JAPONIA: Japońskie pociągi -mission possible!

Rozpoczynanie opowieści o Japonii wpisem o pociągach mówi samo za siebie - to sieć komunikacji, tysiąca połączeń, nieustający ruch składów i wynikająca z niego mobilność mieszkańców nadają rytm temu krajowi. Nie chcę udzielać rad, ani pisać przewodnika tłumaczącego, jak korzystać z japońskich kolei, bo można znaleźć ich wystarczająco dużo w internecie, ale chcę przekazać swoje subiektywne wrażenia z podróży japońskimi pociągami. Dobro narodowe - oto czym jest kolej dla Japonii. 





Zanim wybraliśmy się do Japonii, przestudiowaliśmy wiele blogów, poradników, for, których przedmiotem była japońska sieć komunikacji. Ilość możliwości, jakie daje przytłacza, a obcobrzmiące nazwy dodatkowo potęgują wrażenie, że Europejczykowi będzie trudno odnaleźć się w tym gąszczu. Nic bardziej mylnego. Podróżowanie pociągiem jest łatwe, przyjemne i niesamowicie komfortowe.

Połączenia kolejowe w Japonii


Zacznijmy od początku... Jeszcze zanim wybieramy się do Japonii powinniśmy zaopatrzyć się w karnet, czyli słynny JR-Pass, który jest dostępny jedynie poza granicami kraju (nie kupimy go w Japonii!). Polecam korzystanie z firm z UK albo Niemiec- jeżeli chcemy korzystać z pomocy polskiego pośrednika musimy liczyć się z wyższą ceną. JR-Pass to dla Polaka spory wydatek (de facto największy poza biletem lotniczym), ale bez niego nie będziemy w stanie poruszać się po Japonii (ceny pojedynczych biletów dobijają..). Za tygodniowy pass w wersji „ekonomicznej” (nie obejmuje najszybszego modelu pociągu oraz tzw. Green Cars, czyli ichniejszej 1 klasy) zapłaciliśmy 900 zł. Karnet zwraca się bardzo szybko. Planując wyprawę warto zastanowić się, kiedy gdzie chcemy być, żeby aktywować bilet w odpowiednim momencie.
Brzmi skomplikowanie. Krok po kroku wygląda to tak:
  1. Zamawiamy imienny JR-Pass do domu (nie musimy podawać dokładnych dat, kiedy chcemy z niego korzystać).
  2. Otrzymujemy promesę z mapką połączeń i informacją, gdzie możemy go aktywować.
  3. Będąc w Japonii decydujemy, w którym terminie chcemy korzystać z karnetu i udajemy się do biura JR, gdzie nasza promesa zostaje na niego wymieniona. Z dołączonej informacji dowiemy się, gdzie można to zrobić- możliwości jest wiele: lotniska, dworce kolejowe itd.
  4. Możemy korzystać dowolnie z każdego pociągu Japan Railways (w zależności od wybranego karnetu) -nie musimy rezerwować miejsc (ale możemy).

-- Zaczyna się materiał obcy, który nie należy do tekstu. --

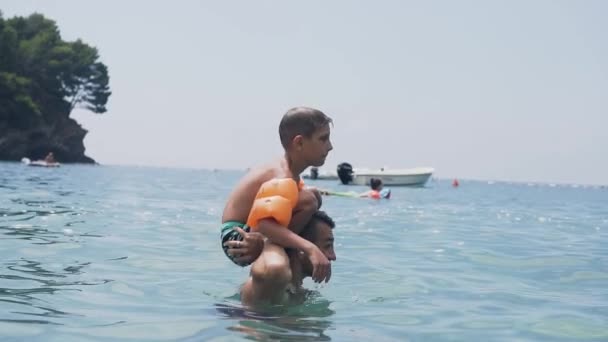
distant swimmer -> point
(377, 190)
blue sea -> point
(108, 253)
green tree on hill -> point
(42, 75)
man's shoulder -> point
(264, 172)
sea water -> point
(102, 253)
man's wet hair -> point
(301, 121)
(310, 231)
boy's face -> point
(316, 148)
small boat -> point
(390, 177)
(39, 163)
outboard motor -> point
(314, 173)
(345, 173)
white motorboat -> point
(406, 177)
(390, 177)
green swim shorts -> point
(229, 234)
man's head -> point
(305, 132)
(319, 231)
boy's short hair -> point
(310, 231)
(301, 121)
(375, 183)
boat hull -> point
(418, 178)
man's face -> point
(324, 239)
(317, 146)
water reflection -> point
(305, 322)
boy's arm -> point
(309, 202)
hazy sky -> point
(504, 90)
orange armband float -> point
(275, 199)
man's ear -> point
(297, 141)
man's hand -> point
(245, 252)
(321, 267)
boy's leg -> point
(270, 276)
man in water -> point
(276, 277)
(304, 134)
(50, 158)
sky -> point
(489, 90)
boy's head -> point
(376, 184)
(305, 131)
(319, 231)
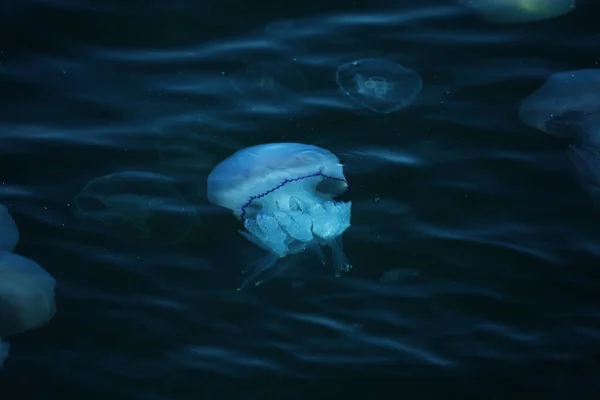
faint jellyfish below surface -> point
(26, 297)
(137, 205)
(269, 86)
(283, 193)
(9, 233)
(568, 105)
(519, 11)
(378, 84)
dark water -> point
(491, 240)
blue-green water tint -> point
(486, 215)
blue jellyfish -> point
(26, 297)
(378, 84)
(283, 193)
(270, 86)
(9, 234)
(517, 11)
(568, 105)
(137, 205)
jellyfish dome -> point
(378, 84)
(517, 11)
(26, 297)
(567, 104)
(284, 195)
(9, 233)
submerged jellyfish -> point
(515, 11)
(9, 234)
(269, 86)
(378, 84)
(284, 195)
(568, 105)
(137, 205)
(26, 297)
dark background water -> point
(493, 240)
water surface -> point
(475, 249)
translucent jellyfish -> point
(515, 11)
(137, 205)
(566, 105)
(26, 297)
(9, 234)
(378, 84)
(270, 86)
(284, 195)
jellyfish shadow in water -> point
(519, 11)
(568, 105)
(379, 84)
(26, 289)
(137, 205)
(269, 87)
(283, 193)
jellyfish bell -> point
(9, 233)
(566, 105)
(26, 297)
(519, 11)
(284, 193)
(378, 84)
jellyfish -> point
(378, 84)
(137, 205)
(26, 297)
(270, 86)
(9, 233)
(517, 11)
(566, 105)
(284, 193)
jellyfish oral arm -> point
(295, 216)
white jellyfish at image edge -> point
(568, 105)
(270, 87)
(519, 11)
(26, 289)
(137, 205)
(379, 84)
(283, 193)
(9, 233)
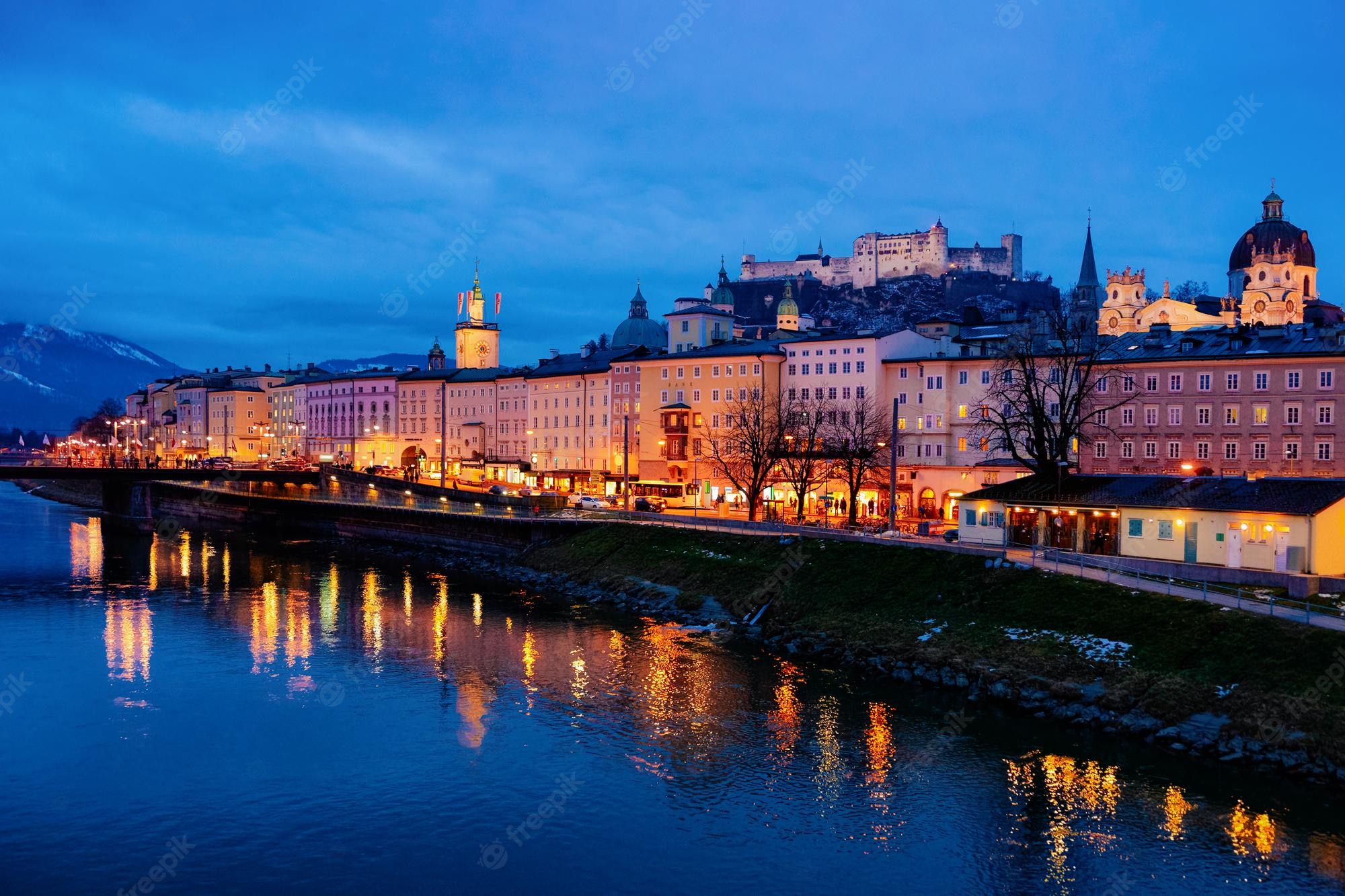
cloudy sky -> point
(575, 153)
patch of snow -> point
(1100, 650)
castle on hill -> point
(891, 256)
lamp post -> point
(892, 471)
(626, 462)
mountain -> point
(50, 376)
(396, 360)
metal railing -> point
(1116, 571)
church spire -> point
(1089, 270)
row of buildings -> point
(1243, 384)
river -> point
(213, 713)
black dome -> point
(1265, 233)
(1264, 236)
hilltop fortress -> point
(890, 256)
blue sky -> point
(574, 154)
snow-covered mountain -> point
(50, 376)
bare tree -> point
(804, 458)
(1052, 391)
(747, 442)
(860, 444)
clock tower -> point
(478, 342)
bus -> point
(675, 494)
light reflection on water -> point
(747, 760)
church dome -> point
(1265, 233)
(638, 330)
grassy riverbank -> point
(949, 610)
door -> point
(1191, 542)
(1234, 549)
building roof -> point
(1227, 342)
(458, 374)
(730, 348)
(1272, 229)
(1270, 494)
(700, 310)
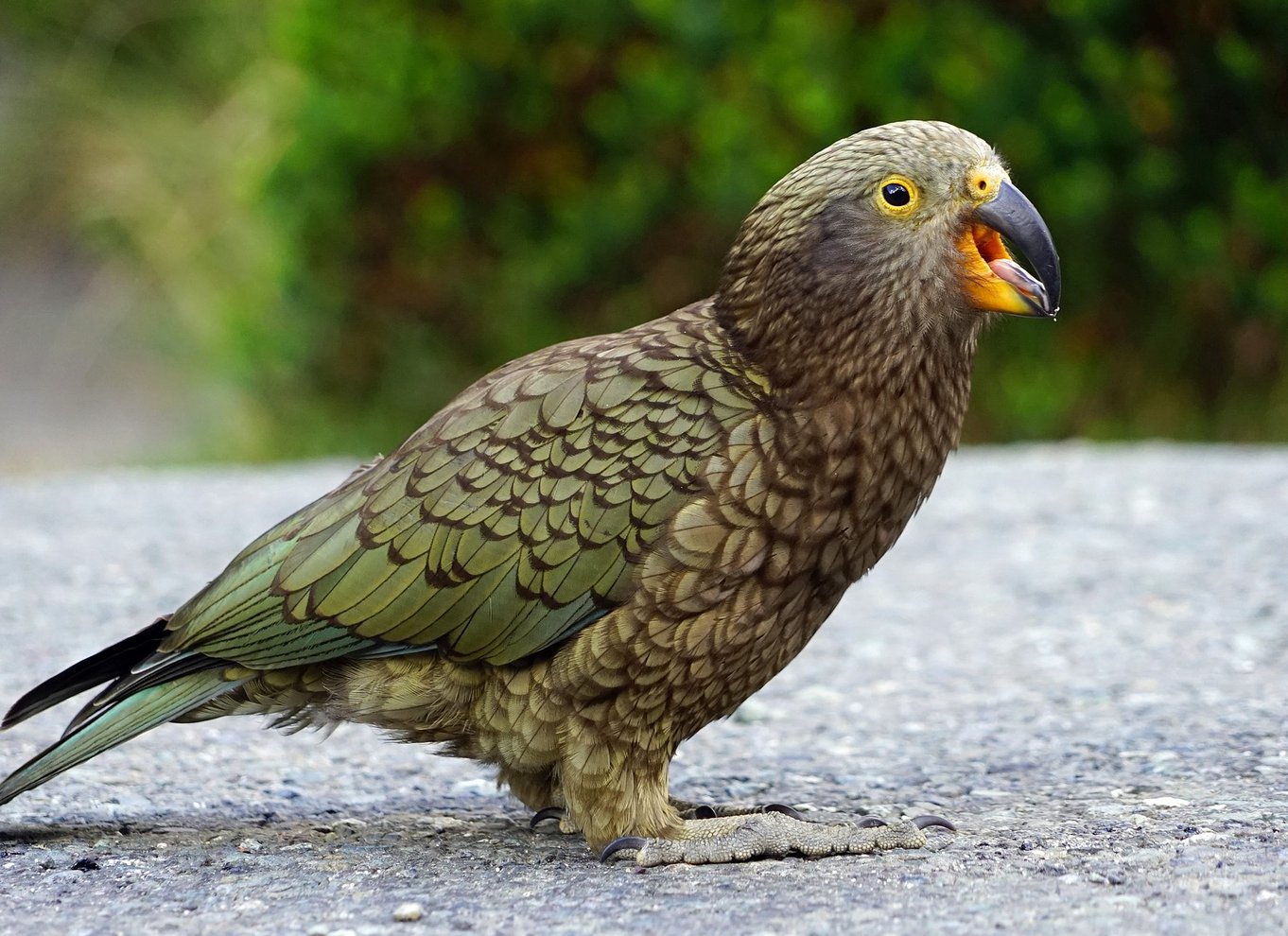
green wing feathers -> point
(505, 523)
(114, 725)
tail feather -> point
(114, 725)
(102, 667)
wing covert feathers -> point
(501, 526)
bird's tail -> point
(146, 690)
(116, 723)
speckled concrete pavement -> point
(1078, 654)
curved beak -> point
(997, 284)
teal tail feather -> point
(116, 723)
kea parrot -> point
(603, 546)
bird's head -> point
(900, 224)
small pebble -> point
(408, 913)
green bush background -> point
(348, 210)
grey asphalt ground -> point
(1078, 654)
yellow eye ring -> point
(896, 195)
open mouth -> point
(995, 281)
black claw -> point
(785, 810)
(632, 842)
(924, 822)
(548, 812)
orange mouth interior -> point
(981, 246)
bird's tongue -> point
(1010, 272)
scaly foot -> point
(773, 835)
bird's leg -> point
(771, 835)
(618, 796)
(540, 792)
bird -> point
(600, 547)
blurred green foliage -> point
(348, 210)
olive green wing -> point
(505, 524)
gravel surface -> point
(1078, 654)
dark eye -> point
(896, 195)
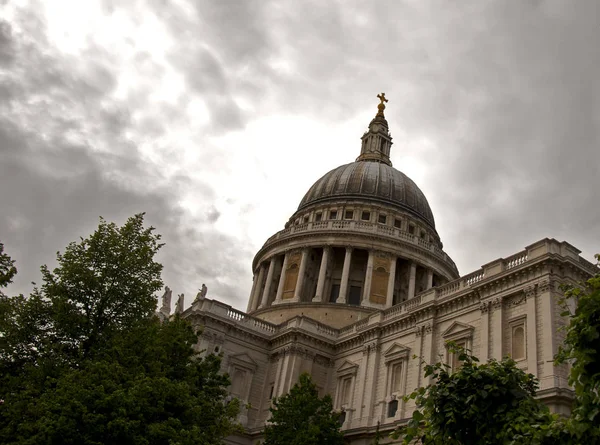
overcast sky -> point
(215, 117)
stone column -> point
(484, 352)
(345, 275)
(281, 280)
(412, 280)
(391, 282)
(301, 273)
(549, 371)
(322, 274)
(531, 328)
(497, 329)
(368, 280)
(265, 299)
(429, 279)
(428, 351)
(257, 294)
(252, 292)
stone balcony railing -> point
(444, 292)
(260, 326)
(360, 227)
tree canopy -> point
(84, 360)
(485, 404)
(581, 349)
(301, 417)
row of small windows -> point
(365, 216)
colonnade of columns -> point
(264, 295)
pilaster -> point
(257, 294)
(345, 275)
(412, 280)
(301, 276)
(531, 329)
(368, 280)
(279, 295)
(322, 275)
(391, 282)
(265, 298)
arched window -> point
(392, 408)
(518, 342)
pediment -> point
(458, 329)
(243, 360)
(347, 368)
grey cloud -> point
(67, 161)
(506, 95)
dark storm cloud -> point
(507, 94)
(500, 101)
(65, 161)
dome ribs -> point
(371, 180)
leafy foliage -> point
(484, 404)
(582, 349)
(7, 268)
(301, 417)
(84, 360)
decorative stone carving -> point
(202, 293)
(179, 305)
(166, 302)
(423, 329)
(544, 286)
(371, 347)
(485, 306)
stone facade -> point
(358, 283)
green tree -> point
(84, 360)
(581, 348)
(7, 268)
(301, 417)
(484, 404)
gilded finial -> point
(381, 105)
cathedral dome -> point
(371, 180)
(363, 239)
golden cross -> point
(382, 98)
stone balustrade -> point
(442, 292)
(360, 227)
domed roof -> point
(374, 181)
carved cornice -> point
(423, 329)
(404, 246)
(371, 346)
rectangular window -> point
(518, 343)
(392, 408)
(345, 395)
(396, 378)
(455, 362)
(335, 292)
(354, 295)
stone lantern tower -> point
(363, 238)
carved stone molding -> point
(485, 306)
(424, 329)
(530, 292)
(544, 286)
(371, 346)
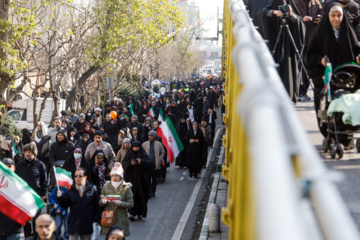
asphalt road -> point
(349, 165)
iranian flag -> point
(151, 113)
(18, 200)
(161, 116)
(63, 178)
(170, 139)
(131, 106)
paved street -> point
(349, 165)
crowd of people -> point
(115, 157)
(309, 28)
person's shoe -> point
(301, 98)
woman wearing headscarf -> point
(100, 172)
(73, 135)
(41, 130)
(115, 233)
(84, 142)
(119, 140)
(194, 140)
(188, 124)
(86, 129)
(137, 170)
(18, 149)
(77, 160)
(334, 38)
(148, 126)
(94, 128)
(26, 136)
(117, 185)
(270, 19)
(124, 149)
(89, 114)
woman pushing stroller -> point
(335, 39)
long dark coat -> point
(194, 150)
(139, 177)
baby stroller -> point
(342, 128)
(52, 181)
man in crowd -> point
(73, 117)
(99, 144)
(156, 152)
(134, 123)
(110, 127)
(79, 124)
(9, 229)
(55, 129)
(5, 148)
(33, 172)
(207, 135)
(83, 200)
(98, 117)
(62, 149)
(210, 119)
(45, 228)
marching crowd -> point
(116, 159)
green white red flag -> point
(131, 106)
(161, 115)
(18, 200)
(170, 139)
(151, 113)
(63, 178)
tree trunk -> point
(82, 80)
(5, 78)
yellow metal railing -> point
(240, 209)
(267, 153)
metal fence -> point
(278, 186)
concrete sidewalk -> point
(218, 196)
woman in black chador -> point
(194, 146)
(137, 170)
(270, 19)
(334, 38)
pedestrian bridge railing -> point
(278, 186)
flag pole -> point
(55, 178)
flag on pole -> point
(63, 178)
(161, 115)
(18, 200)
(151, 113)
(112, 197)
(170, 139)
(131, 108)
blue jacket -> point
(34, 174)
(84, 211)
(54, 200)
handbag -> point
(108, 218)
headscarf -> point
(151, 122)
(84, 130)
(323, 42)
(101, 170)
(78, 161)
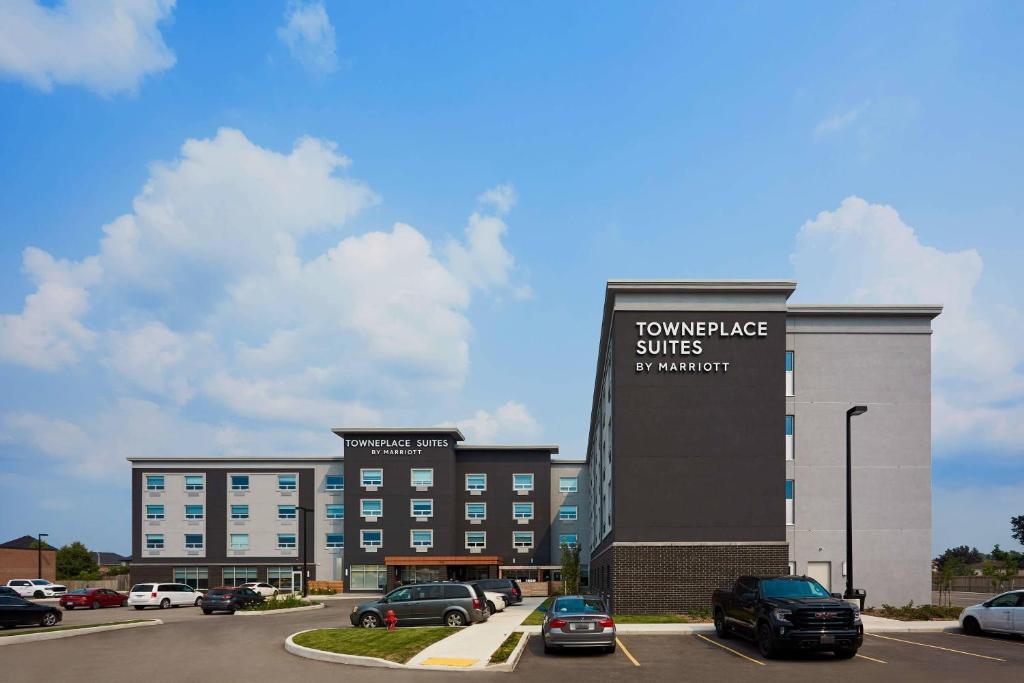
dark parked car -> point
(578, 621)
(448, 603)
(93, 598)
(18, 611)
(507, 587)
(229, 599)
(788, 612)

W Japonii koleje należą do różnych firm. Polecamy korzystanie z linii JR, których jest naprawdę dużo i na które posiadamy karnet. Podczas naszej podróży staraliśmy się unikać linii prywatnych, które były zwykle droższe i kursowały rzadziej. Zdarza się oczywiście, że nie mamy innego wyjścia. Przykładem może być sytuacja, kiedy musimy dostać się do centrum Tokio z lotniska Haneda (koszt ok 20 zł) lub wyprawa na wyspę Odaibę (koszt ok 10 zł). Warto zauważyć, że większe miasta, jak Tokio czy Osaka mają specjalne linie należące do JR, którymi objeżdżamy miasto dookoła (loop line), bez konieczności korzystania z metra. Oczywiście, nie pozwalają one dostać się wszędzie, ale zwykle są wystarczające dla turysty. Przykładowo, nie musieliśmy korzystać wcale z komunikacji Osaki, bo karnet JR pozwolił nam na dojazd do zamku prosto z głównego dworca. Podobnie było w Kobe, gdzie linia JR dojeżdżała na pobliskie plaże.




Liczba połączeń jest tak imponująca, że tak naprawdę w większości przypadków nie ma potrzeby wcześniejszego sprawdzania rozkładu jazdy. Nie trzeba obawiać się długiego oczekiwania. Nawet na trasach typu Tokio-Kioto, gdzie dystans jest naprawdę spory, pociągu kursują co kilkanaście minut. Będąc w Japonii korzystaliśmy najczęściej ze strony http://www.hyperdia.com/en/ , gdzie bez problemu orientowaliśmy się, jak dostać się z danego miejsca w kolejne. To naprawdę proste.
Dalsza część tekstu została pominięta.